In a span of six months, she went to the White House for a bill-signing, graduated high school in Fayetteville, moved to Kansas City, Missouri, to start medical school, and has been invited to speak at several functions—all while dealing with long-haul COVID, a battle that’s included numerous rounds of doctor and ER visits and two hospitalizations. The White House event and high school graduation took place all within one week.
“On Saturday, NRECA CEO Jim Matheson reached out to me. On Sunday, we were booking flights and hotels, and on Monday we flew out. Tuesday was the event. Wednesday I returned home. And Thursday was high school graduation. It was crazy.”
Today, Alrubaye lives in Liberty, Missouri, about 30 minutes from Kansas City, with her younger brother, a high schooler and aspiring Youth Tour delegate who moved with her to help her manage her health challenges.
Alrubaye’s ultimate career goal is to be a surgeon, but she also wants to continue public speaking after realizing that her words had “the power to bring so many people together.”

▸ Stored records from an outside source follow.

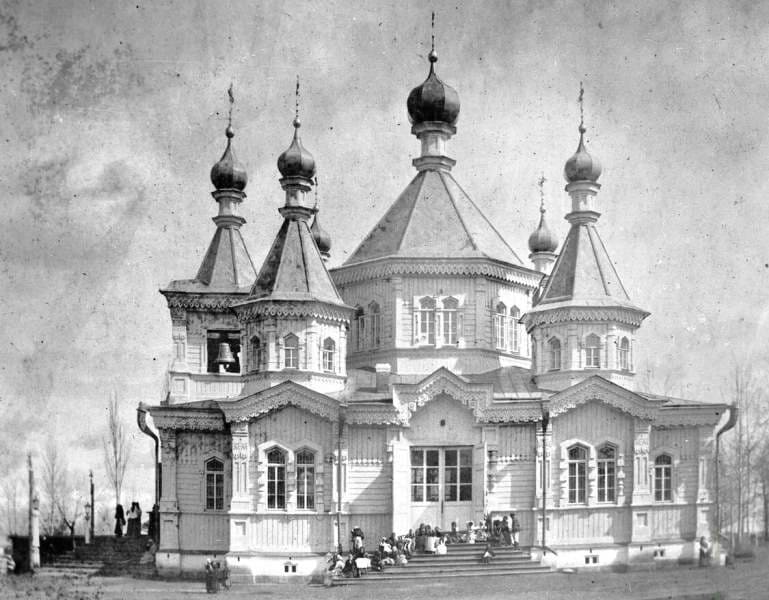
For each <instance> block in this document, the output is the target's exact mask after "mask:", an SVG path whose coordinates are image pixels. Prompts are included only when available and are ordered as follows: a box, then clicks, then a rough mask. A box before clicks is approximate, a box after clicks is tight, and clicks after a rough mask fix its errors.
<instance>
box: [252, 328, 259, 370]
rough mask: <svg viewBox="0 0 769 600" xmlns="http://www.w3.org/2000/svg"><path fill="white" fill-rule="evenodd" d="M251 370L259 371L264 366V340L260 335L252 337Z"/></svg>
mask: <svg viewBox="0 0 769 600" xmlns="http://www.w3.org/2000/svg"><path fill="white" fill-rule="evenodd" d="M250 347H251V370H252V371H259V370H260V369H261V368H262V341H261V340H260V339H259V337H258V336H254V337H252V338H251V346H250Z"/></svg>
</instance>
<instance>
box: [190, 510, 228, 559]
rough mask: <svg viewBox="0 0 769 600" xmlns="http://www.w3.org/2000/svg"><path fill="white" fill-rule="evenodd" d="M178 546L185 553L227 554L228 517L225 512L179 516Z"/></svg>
mask: <svg viewBox="0 0 769 600" xmlns="http://www.w3.org/2000/svg"><path fill="white" fill-rule="evenodd" d="M179 546H180V548H182V549H183V550H186V551H196V550H205V551H206V552H227V551H228V550H229V549H230V516H229V515H228V514H227V513H226V512H224V513H222V512H218V513H204V512H190V511H185V512H182V513H181V514H180V515H179Z"/></svg>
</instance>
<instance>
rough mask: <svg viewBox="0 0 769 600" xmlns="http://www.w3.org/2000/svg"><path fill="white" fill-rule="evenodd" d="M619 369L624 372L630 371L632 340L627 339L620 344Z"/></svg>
mask: <svg viewBox="0 0 769 600" xmlns="http://www.w3.org/2000/svg"><path fill="white" fill-rule="evenodd" d="M619 368H620V369H622V370H623V371H629V370H630V340H629V339H627V338H626V337H623V338H622V340H621V341H620V343H619Z"/></svg>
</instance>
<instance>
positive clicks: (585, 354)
mask: <svg viewBox="0 0 769 600" xmlns="http://www.w3.org/2000/svg"><path fill="white" fill-rule="evenodd" d="M585 367H587V368H588V369H600V368H601V338H599V337H598V336H597V335H596V334H594V333H591V334H590V335H589V336H587V338H586V339H585Z"/></svg>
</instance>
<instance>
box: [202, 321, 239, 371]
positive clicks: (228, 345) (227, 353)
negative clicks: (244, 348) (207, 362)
mask: <svg viewBox="0 0 769 600" xmlns="http://www.w3.org/2000/svg"><path fill="white" fill-rule="evenodd" d="M223 344H226V346H224V345H223ZM206 351H207V354H208V365H207V370H208V372H209V373H240V331H237V330H209V331H208V332H207V333H206Z"/></svg>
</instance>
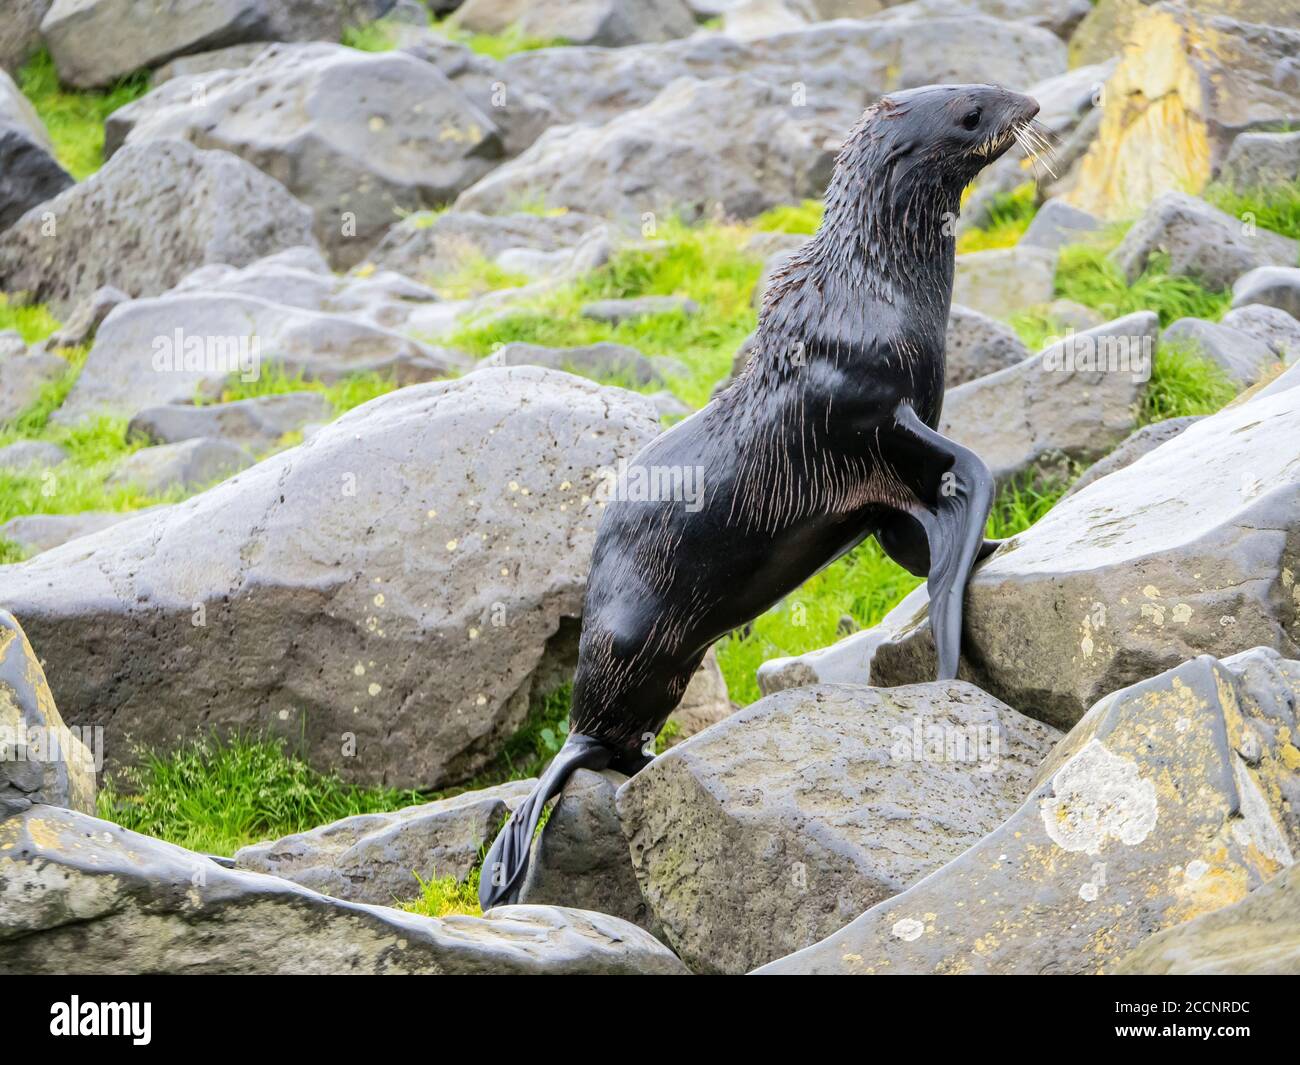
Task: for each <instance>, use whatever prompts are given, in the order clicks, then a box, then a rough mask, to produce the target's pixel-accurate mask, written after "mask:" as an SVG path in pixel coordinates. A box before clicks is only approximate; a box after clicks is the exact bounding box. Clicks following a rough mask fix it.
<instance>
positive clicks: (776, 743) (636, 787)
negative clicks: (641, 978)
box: [617, 683, 1058, 973]
mask: <svg viewBox="0 0 1300 1065" xmlns="http://www.w3.org/2000/svg"><path fill="white" fill-rule="evenodd" d="M1057 739H1058V733H1057V732H1056V731H1054V730H1052V728H1048V727H1044V726H1043V724H1040V723H1037V722H1032V720H1030V719H1028V718H1024V717H1022V715H1021V714H1017V713H1015V711H1014V710H1011V709H1010V707H1008V706H1004V705H1002V703H1000V702H998V701H997V700H993V698H989V697H988V696H985V694H984V693H983V692H980V690H978V689H976V688H974V687H971V685H969V684H961V683H954V684H918V685H913V687H909V688H897V689H892V690H879V689H874V688H866V687H857V685H826V687H818V688H800V689H796V690H790V692H780V693H777V694H775V696H768V697H767V698H764V700H762V701H761V702H757V703H754V705H751V706H749V707H746V709H745V710H741V711H740V713H737V714H733V715H732V717H731V718H728V719H727V720H725V722H723V723H722V724H718V726H715V727H714V728H711V730H708V731H707V732H703V733H701V735H699V736H695V737H694V739H692V740H688V741H686V743H685V744H681V745H680V746H676V748H673V749H672V750H671V752H668V753H667V754H663V756H660V757H659V758H656V759H655V761H654V762H653V763H651V765H650V766H647V767H646V769H643V770H642V771H641V772H638V774H637V775H636V776H634V778H632V780H630V782H628V784H625V785H624V787H623V788H621V789H620V791H619V793H617V809H619V815H620V818H621V823H623V831H624V834H625V835H627V837H628V843H629V844H630V848H632V861H633V865H634V866H636V870H637V878H638V880H640V883H641V889H642V893H643V895H645V897H646V900H647V901H649V904H650V909H651V912H653V913H654V917H655V918H656V919H658V921H659V922H660V923H662V925H663V928H664V932H666V935H667V938H668V941H669V943H671V944H672V947H673V948H675V949H676V951H677V954H679V956H680V957H681V958H682V961H685V962H686V965H688V966H690V969H692V970H693V971H705V973H744V971H748V970H749V969H751V967H754V966H755V965H761V964H762V962H764V961H770V960H772V958H776V957H780V956H781V954H783V953H788V952H790V951H794V949H798V948H800V947H803V945H810V944H813V943H815V941H816V940H818V939H820V938H822V936H824V935H827V934H829V932H831V931H833V930H835V928H839V927H841V926H842V925H845V923H846V922H848V921H850V919H852V918H853V915H854V914H857V913H859V912H861V910H863V909H866V908H867V906H870V905H872V904H874V902H876V901H880V900H883V899H888V897H889V896H891V895H894V893H896V892H898V891H902V889H904V888H906V887H907V886H909V884H913V883H915V882H917V880H919V879H922V878H923V876H926V875H927V874H930V873H932V871H933V870H936V869H939V866H941V865H943V863H944V862H945V861H946V860H949V858H953V857H956V856H957V854H959V853H961V852H962V850H965V849H966V848H967V847H971V845H972V844H976V843H978V841H979V840H980V839H982V837H983V836H984V835H985V834H987V832H991V831H992V830H993V828H996V827H997V826H998V824H1000V823H1001V822H1002V821H1004V819H1005V818H1006V817H1009V815H1010V814H1011V813H1013V811H1014V810H1015V809H1017V808H1018V806H1019V805H1021V802H1022V801H1023V798H1024V796H1026V795H1027V793H1028V789H1030V787H1031V785H1032V780H1034V774H1035V770H1036V769H1037V765H1039V762H1041V761H1043V758H1044V757H1047V754H1048V752H1049V750H1050V749H1052V745H1053V744H1054V743H1056V740H1057Z"/></svg>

After the annual meeting speech, “people came up to me with tears in their eyes, saying they found my story inspiring and saying they wanted to commit acts of kindness in their communities. It really was shocking and heartwarming, and I’ll always cherish those connections.”
Alrubaye has that effect on people, says J.D. Lowery, community and economic development manager for the Electric Cooperatives of Arkansas.
“She’s just fantastic. She makes adults wonder, ‘What am I doing with my life?’ Some people just have the capacity to do all of these things, and she’s one of them.”